On the practical side, Swiss researchers are applying AI models to snow measurement. Usually you rely on weather stations, but they can be far away and we have all this amazing satellite data. right. So the ETHZ team took publicly available satellite images from the Sentinel 2 constellation, but as lead director Konrad Schindler says, “You can’t immediately tell how deep the snow is just by looking at the white area on the satellite image.” “No,” he said.

So they input country-wide topographic data from federal topographical services (such as the USGS) and train the system to make inferences based not just on the white bits in the images, but also on trends such as ground truth data and melting patterns. Did. The resulting technology is being commercialized by his ExoLabs, which he plans to contact to learn more.

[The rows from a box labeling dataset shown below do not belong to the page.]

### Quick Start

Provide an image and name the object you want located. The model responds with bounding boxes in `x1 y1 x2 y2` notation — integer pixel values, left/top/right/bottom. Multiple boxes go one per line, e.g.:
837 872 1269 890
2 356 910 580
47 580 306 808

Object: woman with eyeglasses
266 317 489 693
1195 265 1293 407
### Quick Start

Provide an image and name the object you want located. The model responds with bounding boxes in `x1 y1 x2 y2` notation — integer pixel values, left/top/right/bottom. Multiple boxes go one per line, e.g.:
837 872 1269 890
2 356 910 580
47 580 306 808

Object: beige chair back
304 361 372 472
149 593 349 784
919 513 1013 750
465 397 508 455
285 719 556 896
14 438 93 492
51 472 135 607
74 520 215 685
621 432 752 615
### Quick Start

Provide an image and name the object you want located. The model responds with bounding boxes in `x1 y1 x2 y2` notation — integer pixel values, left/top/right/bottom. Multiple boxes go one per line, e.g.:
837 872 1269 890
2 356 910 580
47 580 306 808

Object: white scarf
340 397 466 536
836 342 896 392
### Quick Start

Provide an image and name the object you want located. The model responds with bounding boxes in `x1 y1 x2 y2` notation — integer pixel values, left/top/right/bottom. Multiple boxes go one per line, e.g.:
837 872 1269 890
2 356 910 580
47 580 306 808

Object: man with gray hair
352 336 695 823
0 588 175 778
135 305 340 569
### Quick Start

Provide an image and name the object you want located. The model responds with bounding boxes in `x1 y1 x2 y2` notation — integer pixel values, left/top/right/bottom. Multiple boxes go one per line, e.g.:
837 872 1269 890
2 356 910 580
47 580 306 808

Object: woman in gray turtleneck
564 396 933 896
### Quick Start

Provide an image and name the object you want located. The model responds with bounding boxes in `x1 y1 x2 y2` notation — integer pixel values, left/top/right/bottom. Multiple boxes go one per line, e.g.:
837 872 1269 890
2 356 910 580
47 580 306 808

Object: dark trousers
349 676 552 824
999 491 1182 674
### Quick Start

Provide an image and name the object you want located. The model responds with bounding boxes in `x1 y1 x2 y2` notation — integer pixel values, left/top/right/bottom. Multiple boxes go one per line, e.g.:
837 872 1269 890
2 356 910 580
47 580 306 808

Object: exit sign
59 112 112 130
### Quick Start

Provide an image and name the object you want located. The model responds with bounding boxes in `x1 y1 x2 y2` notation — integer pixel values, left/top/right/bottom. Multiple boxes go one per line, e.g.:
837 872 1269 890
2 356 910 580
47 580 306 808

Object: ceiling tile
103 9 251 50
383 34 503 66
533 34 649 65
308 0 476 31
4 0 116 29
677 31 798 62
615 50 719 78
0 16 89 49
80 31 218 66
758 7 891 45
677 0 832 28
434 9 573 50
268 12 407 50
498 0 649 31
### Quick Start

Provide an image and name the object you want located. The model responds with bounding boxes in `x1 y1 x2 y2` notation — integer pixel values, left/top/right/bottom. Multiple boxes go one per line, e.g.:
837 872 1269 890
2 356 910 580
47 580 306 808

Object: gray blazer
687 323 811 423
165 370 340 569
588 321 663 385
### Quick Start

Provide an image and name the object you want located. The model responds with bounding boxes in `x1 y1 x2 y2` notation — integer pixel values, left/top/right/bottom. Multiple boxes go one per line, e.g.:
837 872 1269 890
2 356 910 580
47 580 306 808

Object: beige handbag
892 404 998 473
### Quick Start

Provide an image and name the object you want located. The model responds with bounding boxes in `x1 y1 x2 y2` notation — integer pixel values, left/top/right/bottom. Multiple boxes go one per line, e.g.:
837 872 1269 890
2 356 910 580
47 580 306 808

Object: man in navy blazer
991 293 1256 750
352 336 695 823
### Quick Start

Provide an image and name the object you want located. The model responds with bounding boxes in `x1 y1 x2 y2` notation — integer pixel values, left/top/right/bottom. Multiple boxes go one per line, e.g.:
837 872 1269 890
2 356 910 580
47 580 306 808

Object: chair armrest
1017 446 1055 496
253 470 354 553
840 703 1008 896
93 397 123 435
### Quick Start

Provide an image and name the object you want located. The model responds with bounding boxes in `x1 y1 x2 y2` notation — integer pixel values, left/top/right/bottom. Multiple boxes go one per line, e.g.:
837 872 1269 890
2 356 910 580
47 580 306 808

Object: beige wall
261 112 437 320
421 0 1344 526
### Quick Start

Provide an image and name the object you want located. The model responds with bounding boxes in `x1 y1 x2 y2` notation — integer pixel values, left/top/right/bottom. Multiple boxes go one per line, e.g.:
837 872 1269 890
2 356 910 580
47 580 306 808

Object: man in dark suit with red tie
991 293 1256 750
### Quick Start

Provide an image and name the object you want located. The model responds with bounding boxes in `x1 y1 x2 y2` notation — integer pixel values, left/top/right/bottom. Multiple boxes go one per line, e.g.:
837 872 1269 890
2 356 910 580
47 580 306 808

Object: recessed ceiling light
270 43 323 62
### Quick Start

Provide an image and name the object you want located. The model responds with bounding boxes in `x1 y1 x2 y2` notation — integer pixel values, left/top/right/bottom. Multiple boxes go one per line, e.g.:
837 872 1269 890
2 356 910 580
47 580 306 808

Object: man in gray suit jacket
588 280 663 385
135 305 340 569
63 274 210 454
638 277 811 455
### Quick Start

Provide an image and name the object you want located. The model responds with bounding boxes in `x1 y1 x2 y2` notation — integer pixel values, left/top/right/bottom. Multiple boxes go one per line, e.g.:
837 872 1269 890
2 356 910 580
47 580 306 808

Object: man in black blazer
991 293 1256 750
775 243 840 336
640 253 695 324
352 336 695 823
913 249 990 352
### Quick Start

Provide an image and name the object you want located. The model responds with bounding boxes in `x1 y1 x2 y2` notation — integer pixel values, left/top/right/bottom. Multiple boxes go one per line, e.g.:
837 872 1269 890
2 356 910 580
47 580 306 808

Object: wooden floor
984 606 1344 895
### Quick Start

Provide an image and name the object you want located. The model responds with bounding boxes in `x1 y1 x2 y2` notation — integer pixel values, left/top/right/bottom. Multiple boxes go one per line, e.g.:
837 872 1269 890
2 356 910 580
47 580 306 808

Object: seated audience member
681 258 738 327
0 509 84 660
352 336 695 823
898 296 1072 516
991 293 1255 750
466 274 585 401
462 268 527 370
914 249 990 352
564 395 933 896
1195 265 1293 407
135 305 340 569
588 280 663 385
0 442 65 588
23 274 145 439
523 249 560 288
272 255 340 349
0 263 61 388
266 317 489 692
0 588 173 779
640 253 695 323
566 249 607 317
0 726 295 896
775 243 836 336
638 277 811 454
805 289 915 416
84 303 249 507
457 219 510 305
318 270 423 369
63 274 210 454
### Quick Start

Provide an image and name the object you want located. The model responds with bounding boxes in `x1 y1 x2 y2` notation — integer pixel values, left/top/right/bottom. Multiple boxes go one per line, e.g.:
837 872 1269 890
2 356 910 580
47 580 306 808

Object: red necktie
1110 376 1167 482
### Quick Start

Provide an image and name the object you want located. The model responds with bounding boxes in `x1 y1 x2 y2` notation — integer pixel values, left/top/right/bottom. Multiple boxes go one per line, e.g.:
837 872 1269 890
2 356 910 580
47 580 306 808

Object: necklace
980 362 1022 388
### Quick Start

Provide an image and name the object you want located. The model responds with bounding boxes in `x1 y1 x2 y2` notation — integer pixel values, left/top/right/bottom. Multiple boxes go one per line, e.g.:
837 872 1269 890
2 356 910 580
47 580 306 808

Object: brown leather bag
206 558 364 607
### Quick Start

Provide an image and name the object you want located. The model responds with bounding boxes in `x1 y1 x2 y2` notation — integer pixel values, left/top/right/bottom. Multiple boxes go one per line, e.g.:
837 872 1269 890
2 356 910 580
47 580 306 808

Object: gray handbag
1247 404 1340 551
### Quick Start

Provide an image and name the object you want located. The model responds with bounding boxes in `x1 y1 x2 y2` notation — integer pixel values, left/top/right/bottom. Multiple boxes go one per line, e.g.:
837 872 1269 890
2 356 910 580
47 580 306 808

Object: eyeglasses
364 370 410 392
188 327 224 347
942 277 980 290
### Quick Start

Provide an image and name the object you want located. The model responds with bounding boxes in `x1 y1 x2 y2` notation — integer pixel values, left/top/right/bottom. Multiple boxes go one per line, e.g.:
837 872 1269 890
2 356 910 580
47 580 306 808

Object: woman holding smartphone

Warning from Stanford UniversityHowever, it is important to note that while applications like the one above are powerful, they do not involve much human bias. When it comes to health, it suddenly becomes a big issue and a ton of AI tools are being tested in the health space. Researchers at Stanford University have shown that AI models propagate “old medical racial metaphors.” GPT-4 does not know whether something is true or not. As such, they can and do parrot old disproven claims about groups, such as that black people have lower lung capacity. no! Always be careful when using any kind of AI model in the health or medical field.